It has been known that anticancer treatment may induce ocular side effects and S-1 is a representative drug associated with ocular surface disorder. S-1, an oral antineoplastic agent containing the prodrug 5-fluorouracil (5-FU), is a popularly used cancer drug especially in Japan. Ocular complications of 5-FU include superficial punctate keratitis (SPK), sheet-like appearance, epithelial erosion, epithelial crack lines, lacrimal duct blockage, and conjunctivitis have also been reported [4,5]. One of pharmacological compounds of S-1, tegafur, becomes 5-FU when it is metabolized in the blood. Then 5-FU acts mainly as a thymidylate synthase inhibitor, resulting in impaired DNA synthesis. Otherwise, in the ocular surface, 5-FU in the lacrimal fluid may induce damages to corneal epithelial cells and stem cells. In Table 1, we present another drug that may induce corneal disorders [3-11].
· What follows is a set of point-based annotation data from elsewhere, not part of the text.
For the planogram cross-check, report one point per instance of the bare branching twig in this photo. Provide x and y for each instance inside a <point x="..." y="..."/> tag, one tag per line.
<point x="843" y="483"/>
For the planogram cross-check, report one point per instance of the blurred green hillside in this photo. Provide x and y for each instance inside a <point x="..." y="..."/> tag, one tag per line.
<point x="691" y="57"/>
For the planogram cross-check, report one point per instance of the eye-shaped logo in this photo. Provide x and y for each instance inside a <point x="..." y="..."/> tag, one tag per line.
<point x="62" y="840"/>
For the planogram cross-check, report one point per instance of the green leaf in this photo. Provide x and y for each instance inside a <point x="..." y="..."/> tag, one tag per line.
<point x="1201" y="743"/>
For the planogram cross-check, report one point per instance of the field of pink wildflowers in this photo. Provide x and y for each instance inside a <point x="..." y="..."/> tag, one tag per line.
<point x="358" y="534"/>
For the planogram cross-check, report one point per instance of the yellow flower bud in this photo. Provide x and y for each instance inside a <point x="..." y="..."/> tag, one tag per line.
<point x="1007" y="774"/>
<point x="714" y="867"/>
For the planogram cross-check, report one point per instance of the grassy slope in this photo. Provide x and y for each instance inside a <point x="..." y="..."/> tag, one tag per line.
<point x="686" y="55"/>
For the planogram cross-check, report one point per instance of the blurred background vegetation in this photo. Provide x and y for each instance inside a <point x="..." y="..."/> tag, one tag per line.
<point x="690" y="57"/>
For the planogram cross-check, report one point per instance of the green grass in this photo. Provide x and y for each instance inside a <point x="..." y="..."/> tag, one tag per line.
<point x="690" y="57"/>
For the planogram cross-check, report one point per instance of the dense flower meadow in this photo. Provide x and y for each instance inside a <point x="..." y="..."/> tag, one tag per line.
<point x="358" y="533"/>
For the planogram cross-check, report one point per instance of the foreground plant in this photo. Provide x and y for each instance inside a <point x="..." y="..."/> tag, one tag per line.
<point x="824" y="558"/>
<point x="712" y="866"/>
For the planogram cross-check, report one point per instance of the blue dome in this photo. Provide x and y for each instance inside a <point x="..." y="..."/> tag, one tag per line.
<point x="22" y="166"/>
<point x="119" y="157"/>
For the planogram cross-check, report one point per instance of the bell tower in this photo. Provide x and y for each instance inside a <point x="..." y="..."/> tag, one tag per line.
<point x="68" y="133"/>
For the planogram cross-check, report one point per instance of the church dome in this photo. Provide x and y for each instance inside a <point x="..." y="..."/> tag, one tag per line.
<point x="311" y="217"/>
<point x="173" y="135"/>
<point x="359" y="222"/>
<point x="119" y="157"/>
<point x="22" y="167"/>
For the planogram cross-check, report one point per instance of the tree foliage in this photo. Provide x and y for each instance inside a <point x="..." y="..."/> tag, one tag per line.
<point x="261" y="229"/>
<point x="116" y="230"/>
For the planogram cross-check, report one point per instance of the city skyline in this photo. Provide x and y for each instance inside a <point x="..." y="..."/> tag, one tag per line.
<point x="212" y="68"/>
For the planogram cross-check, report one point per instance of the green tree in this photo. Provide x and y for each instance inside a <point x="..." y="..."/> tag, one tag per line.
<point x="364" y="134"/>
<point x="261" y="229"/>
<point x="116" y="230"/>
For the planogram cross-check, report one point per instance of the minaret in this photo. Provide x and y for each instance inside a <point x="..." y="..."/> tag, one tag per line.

Agent Reference Patients number
Nab-paclitaxel Hosotani Y et al. [3] 1
Trastuzumab Emtansine Tsuda M et al. [8] 1
Erlotinib Hori Y et al. [6] 1
Nivolumab Nguyen AT et al. [9] 2
S-1 Yamada R et al. [4] 39
12
Paclitaxel Lee HS et al. [10] 1
Docetaxel Goto M et al. [11] 1
Capecitabine 1
Perifosine Ho WL et al. [7] Review
Cetuximab
Gefitinib

Table 1: Summary of available treatment for corneal adverse effects of anti-cancer drugs.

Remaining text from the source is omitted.